Derviş Argun
İyi de zaten siyasetin adı KUTUPLAŞMA
Bu iğrençlik siyasetin doğasında var. Ne yaparsan yap, beğenip destek verenler kadar, küfredip köstek olanlar da olur. Esas itibariyle siyasete giriyor olmak, bu mukaveleyi imzalıyor olmak demektir. Bunun sadece bizde ya da doğu toplumlarında olduğunu iddia etmek de zannımca yanlış olur. ABD gibi küresel egemenlik oluşturmuş ya da İsrail gibi devletleşmeyi bile becerememiş batı kültürlü toplumlarda da aynı çatışmalar var. Son dönem Fransa’da yaşananlar da birkaç ülkesi hariç, Avrupa’nın tamamında da bu çatışma altyapısının mevcut olduğunu ispat eder.
Oysa Türkiye’de tüm bu çatışma altyapısına rağmen iktidar iddiasında olan her hareket, kendi dünyasında deyim yerindeyse bir İsviçre hayal eder. Siyasetin, toplumla ve kendisiyle çatışmadığı, ortak menfaatlerin kutsal kabul edildiği, bu ortak menfaatlere zarar vermedikçe bireysel tutumların korunup gözetildiği bir yönetim vaat eder.
Fakat netice olarak, hayalle gerçek ya da idealle olan arasındaki farkın en açık olduğu ülkelerden birisiyiz. Bunu değiştirmek için kimi hükümetlerin çabası olsa da bana göre rejimin köklerindeki arıza, fidanın sürgü vermesine mani oluyor. Birçok konu geliyor ve değişmez yasaların kuşattığı kısır döngüde oluşturulan o katı ideolojik türbülansta yok olup gidiyor.

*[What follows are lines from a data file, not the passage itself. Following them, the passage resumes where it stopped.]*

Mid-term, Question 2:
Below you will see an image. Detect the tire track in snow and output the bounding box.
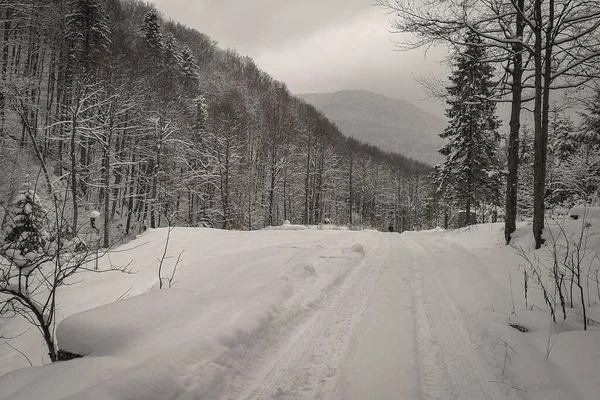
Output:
[239,234,389,400]
[403,235,501,400]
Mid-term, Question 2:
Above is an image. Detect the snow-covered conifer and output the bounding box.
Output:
[1,185,51,274]
[435,33,500,225]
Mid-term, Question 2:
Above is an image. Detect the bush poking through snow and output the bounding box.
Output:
[0,187,131,362]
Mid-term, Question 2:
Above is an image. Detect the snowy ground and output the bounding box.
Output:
[0,221,600,400]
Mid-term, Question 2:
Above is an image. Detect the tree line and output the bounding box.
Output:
[0,0,431,247]
[377,0,600,248]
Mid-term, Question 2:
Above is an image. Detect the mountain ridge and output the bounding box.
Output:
[296,89,446,164]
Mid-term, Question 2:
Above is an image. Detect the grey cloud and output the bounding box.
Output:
[153,0,371,55]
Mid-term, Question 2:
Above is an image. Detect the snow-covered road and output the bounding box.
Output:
[0,225,600,400]
[223,234,506,400]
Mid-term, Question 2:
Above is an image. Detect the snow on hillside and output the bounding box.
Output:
[0,219,600,400]
[0,228,378,399]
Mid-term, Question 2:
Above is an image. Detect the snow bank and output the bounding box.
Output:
[0,228,377,400]
[431,223,600,400]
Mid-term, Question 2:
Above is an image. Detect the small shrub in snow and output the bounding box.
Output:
[0,187,127,362]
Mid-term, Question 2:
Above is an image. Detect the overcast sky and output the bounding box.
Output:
[152,0,449,115]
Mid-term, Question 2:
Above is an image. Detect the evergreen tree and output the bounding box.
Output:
[65,0,110,72]
[141,10,163,52]
[577,88,600,150]
[435,33,500,224]
[0,185,51,275]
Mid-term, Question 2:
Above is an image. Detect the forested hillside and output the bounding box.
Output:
[300,90,446,165]
[0,0,430,246]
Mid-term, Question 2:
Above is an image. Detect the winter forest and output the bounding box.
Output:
[377,0,600,248]
[0,0,430,247]
[0,0,600,392]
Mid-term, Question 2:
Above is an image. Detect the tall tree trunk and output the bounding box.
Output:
[304,130,312,225]
[504,0,525,244]
[533,0,545,249]
[348,154,354,225]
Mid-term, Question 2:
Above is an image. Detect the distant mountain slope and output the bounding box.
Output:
[298,90,446,164]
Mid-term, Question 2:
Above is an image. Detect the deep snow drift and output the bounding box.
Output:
[0,218,600,400]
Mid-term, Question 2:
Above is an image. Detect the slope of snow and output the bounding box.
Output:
[0,218,600,400]
[0,228,378,399]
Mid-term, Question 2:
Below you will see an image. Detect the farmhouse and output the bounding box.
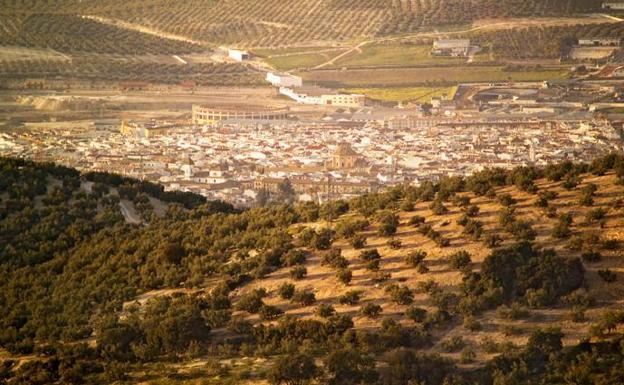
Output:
[266,72,303,87]
[602,1,624,11]
[432,39,470,56]
[228,48,251,62]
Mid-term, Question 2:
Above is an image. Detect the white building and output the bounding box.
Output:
[433,39,470,56]
[266,72,303,87]
[602,1,624,11]
[579,37,621,47]
[228,48,251,62]
[279,87,366,108]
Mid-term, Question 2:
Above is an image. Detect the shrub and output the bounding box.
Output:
[292,291,316,306]
[507,221,537,241]
[459,346,477,364]
[387,238,402,250]
[360,303,382,318]
[260,305,284,320]
[377,210,399,236]
[349,234,366,249]
[441,336,466,353]
[598,269,617,283]
[405,250,427,267]
[401,200,414,212]
[371,271,392,283]
[581,250,602,263]
[336,219,370,238]
[496,302,529,321]
[602,239,620,250]
[429,198,448,215]
[585,207,607,223]
[579,194,594,206]
[466,205,480,217]
[360,249,381,262]
[336,269,353,285]
[561,176,580,190]
[463,315,483,332]
[321,248,349,269]
[551,221,572,239]
[407,215,425,227]
[277,282,295,299]
[569,306,587,323]
[386,285,414,305]
[338,290,362,305]
[312,228,334,250]
[449,250,472,271]
[314,303,336,318]
[416,263,429,274]
[405,306,427,322]
[282,249,308,266]
[484,234,502,248]
[235,292,264,314]
[366,259,380,271]
[290,265,308,280]
[496,194,517,207]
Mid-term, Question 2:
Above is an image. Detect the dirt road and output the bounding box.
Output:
[313,14,624,69]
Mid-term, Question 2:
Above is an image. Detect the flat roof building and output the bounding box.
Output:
[432,39,470,56]
[266,72,303,87]
[228,48,251,62]
[193,104,289,125]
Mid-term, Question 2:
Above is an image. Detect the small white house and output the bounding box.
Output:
[228,48,251,62]
[266,72,303,87]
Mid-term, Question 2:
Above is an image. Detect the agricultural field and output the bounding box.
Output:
[0,14,206,55]
[334,43,466,68]
[264,48,347,71]
[300,65,568,88]
[465,22,624,59]
[342,87,456,102]
[0,0,602,47]
[0,54,263,86]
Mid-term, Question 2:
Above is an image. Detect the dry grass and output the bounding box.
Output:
[236,175,624,364]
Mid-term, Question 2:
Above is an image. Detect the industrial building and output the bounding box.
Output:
[119,120,177,138]
[193,104,289,125]
[279,87,366,108]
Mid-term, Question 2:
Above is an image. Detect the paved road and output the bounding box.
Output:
[313,14,624,69]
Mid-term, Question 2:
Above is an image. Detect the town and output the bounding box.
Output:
[0,64,624,207]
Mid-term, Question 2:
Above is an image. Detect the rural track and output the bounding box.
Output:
[312,14,624,70]
[82,15,212,46]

Oysa bu vaatte bulunanların hepsi de, coğrafyanın, sosyolojinin ve sahip olduğunuz ideolojik müktesebatın buna uygun olup olmadığını çok iyi bildikleri halde, bilmezden gelip aynı şeyleri söylemeye devam ederler. Neticede, sağdan ya da soldan fark etmez, hepimiz harala gürele, gerçekte gerçekleşmeyecek bir hayalin idealleştirildiği ütopyada koşar dururuz. Sonra geçen onca zaman ve harcanan bunca emeğin hıncını, aynada kendimizle, sokakta ötekiyle kavga ederek çıkarmaya çalışırız. Becerdiğimiz en iyi şeylerden birisi de, haklılığımızı kanıtlayan kötü yaşanmışlıkların bizi zevkten deliye çevirmesi ve ağzımızı doldura doldura, biz demiştik naraları atmamız.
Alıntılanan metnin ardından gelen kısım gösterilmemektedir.